I think I will give this guy his head an’ let him scram. We can always keep a tail on him if we want to.
“All right, Thorensen,” I say, “you can go. You might drop in at the Hall of Justice on your way an’ leave your Los Angeles address with the night precinct officer. If we want you we’ll let you know.”
I turn around to him quick. “So you’re closin’ down your connection with Lee Sam?” I say. “You’re walkin’ out on the guy who put you on your feet. Is that the clever thing?”
He smiles. “I have many other interests, many other clients, Mr. Caution,” he says, “and my office here is quite able to handle Mr. Lee Sam’s affairs.”
“O.K.” I tell him. “Good-night, Thorensen.”
“Good-night,” he says.
I scram. I leave him standin’ there in front of the fireplace, with the glass in his hand lookin’ worried. His big belly seems to be saggin’ more than it was before an’ his eyes are sorta tired.
I reckon this Thorensen is a lousy liar.
I decide to do a spot of housebreakin’. I figure that it won’t get me any place to go ringin’ the front door bell at Lee Sam’s dump, an’ that I might just as well be clever.
Away around the back of the house is an iron gate leading to a garage, an’ I get over this easy. I go along in the dark past the garage which is standin’ away from the house, an’ come up to the house the back way.
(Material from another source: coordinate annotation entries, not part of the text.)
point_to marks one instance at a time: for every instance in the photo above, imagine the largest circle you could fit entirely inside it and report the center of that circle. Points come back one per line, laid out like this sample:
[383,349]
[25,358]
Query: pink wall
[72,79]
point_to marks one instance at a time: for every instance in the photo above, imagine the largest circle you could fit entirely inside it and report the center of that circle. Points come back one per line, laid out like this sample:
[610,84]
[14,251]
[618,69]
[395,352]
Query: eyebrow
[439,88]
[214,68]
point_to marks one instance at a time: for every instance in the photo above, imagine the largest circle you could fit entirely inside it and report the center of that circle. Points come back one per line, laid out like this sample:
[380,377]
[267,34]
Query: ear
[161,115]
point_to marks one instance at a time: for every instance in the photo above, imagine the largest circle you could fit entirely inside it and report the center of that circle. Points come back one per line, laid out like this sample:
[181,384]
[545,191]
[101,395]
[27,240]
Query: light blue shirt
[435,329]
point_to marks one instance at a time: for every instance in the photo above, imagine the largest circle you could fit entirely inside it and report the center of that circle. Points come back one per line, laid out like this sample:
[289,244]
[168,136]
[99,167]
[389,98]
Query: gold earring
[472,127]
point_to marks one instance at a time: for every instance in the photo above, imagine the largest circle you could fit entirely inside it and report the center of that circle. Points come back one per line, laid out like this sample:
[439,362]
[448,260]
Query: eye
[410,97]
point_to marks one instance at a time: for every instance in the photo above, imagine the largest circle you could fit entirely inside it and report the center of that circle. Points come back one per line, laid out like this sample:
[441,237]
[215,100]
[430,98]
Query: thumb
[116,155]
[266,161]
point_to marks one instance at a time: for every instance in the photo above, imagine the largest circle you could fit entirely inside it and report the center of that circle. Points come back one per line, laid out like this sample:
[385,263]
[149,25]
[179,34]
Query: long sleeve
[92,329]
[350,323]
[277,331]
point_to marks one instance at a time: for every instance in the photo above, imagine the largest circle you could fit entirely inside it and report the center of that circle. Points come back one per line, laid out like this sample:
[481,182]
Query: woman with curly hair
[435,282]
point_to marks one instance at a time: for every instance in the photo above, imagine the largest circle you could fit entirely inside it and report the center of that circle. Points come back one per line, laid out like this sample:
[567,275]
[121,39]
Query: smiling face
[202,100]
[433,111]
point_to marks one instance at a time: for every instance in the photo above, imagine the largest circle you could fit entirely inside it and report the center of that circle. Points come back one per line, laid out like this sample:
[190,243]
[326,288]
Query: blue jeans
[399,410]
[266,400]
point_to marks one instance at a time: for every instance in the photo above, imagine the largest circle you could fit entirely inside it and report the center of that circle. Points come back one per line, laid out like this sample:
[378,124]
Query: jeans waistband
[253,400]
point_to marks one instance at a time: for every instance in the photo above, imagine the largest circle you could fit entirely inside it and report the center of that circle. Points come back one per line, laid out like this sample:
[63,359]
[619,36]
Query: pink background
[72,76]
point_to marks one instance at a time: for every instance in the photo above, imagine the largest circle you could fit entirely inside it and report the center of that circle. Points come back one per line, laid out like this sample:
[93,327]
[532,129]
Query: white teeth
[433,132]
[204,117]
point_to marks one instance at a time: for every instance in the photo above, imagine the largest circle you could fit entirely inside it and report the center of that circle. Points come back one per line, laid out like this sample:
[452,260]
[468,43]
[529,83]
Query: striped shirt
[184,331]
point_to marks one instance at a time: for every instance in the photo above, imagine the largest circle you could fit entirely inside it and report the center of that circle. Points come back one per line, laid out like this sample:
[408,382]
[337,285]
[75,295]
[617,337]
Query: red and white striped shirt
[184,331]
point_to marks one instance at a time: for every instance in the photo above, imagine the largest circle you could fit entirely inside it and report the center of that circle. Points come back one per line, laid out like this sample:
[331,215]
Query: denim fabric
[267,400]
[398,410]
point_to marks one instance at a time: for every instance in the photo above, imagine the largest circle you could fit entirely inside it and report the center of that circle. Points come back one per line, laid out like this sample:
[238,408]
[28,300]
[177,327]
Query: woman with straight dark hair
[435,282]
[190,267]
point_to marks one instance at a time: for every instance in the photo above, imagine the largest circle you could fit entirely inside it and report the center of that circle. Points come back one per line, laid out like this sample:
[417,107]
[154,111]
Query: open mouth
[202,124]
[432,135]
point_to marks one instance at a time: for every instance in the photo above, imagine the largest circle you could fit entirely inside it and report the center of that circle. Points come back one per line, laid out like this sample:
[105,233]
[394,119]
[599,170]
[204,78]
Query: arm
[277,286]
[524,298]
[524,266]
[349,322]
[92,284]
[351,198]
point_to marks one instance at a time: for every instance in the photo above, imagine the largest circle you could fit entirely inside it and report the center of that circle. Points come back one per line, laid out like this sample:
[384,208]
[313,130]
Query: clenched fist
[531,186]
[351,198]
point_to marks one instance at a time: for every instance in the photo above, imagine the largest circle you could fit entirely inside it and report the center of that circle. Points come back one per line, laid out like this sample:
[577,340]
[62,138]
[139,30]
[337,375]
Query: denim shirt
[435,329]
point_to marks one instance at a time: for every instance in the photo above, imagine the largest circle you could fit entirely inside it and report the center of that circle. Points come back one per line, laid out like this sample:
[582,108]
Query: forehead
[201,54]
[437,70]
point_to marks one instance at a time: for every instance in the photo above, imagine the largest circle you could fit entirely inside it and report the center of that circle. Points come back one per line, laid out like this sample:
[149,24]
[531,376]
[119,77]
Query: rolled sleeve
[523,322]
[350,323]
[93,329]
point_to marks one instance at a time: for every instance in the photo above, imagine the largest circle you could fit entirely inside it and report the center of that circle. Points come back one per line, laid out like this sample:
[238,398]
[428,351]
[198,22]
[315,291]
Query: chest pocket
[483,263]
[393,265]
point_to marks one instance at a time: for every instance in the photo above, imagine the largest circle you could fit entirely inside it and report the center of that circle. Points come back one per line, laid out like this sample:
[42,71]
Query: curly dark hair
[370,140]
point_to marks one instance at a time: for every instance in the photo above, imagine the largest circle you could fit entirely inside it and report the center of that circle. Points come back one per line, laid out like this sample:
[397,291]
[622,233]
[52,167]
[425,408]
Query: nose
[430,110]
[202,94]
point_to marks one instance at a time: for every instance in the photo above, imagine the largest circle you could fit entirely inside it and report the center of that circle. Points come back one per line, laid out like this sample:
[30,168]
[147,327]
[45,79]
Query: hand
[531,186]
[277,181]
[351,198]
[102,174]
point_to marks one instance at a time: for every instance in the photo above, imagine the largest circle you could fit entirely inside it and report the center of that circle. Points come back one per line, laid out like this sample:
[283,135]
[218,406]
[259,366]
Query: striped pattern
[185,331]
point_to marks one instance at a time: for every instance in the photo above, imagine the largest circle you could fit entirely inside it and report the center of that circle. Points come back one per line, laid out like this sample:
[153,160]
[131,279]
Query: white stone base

I find a shoulder high window leadin’ to some pantry or somethin’ an’ I bust it open.
In three minutes I am inside the house standin’ in the hallway outside the room where I spoke to Lee Sam an’ Berenice earlier on.
I look at my wrist watch. It is five minutes to three, so I reckon I got plenty time to look around.
I go up the wide stairway an’ along a passage at the top. I want to find where Berenice has her rooms. I try two or three doors along the passage openin’ ’em nice an’ quiet so’s not to arouse anybody who might be inside, but they are all empty. When I go inta the end room I know it is hers.
There is a bit of moonlight an’ I can see lyin’ across the bed the black an’ gold suit she was wearin’ when I spoke to her. The room is a big one an’ after I have pulled the curtains over the big windows I switch on the light an’ look around.
It is certainly a swell dump. All the furniture is white an’ the rugs an’ trimmin’s about the place musta cost plenty. On the right hand side of the room is an openin’ inta another room. This openin’ is bigger than a door an’ has got a Chinese silk rope fringe hangin’ down.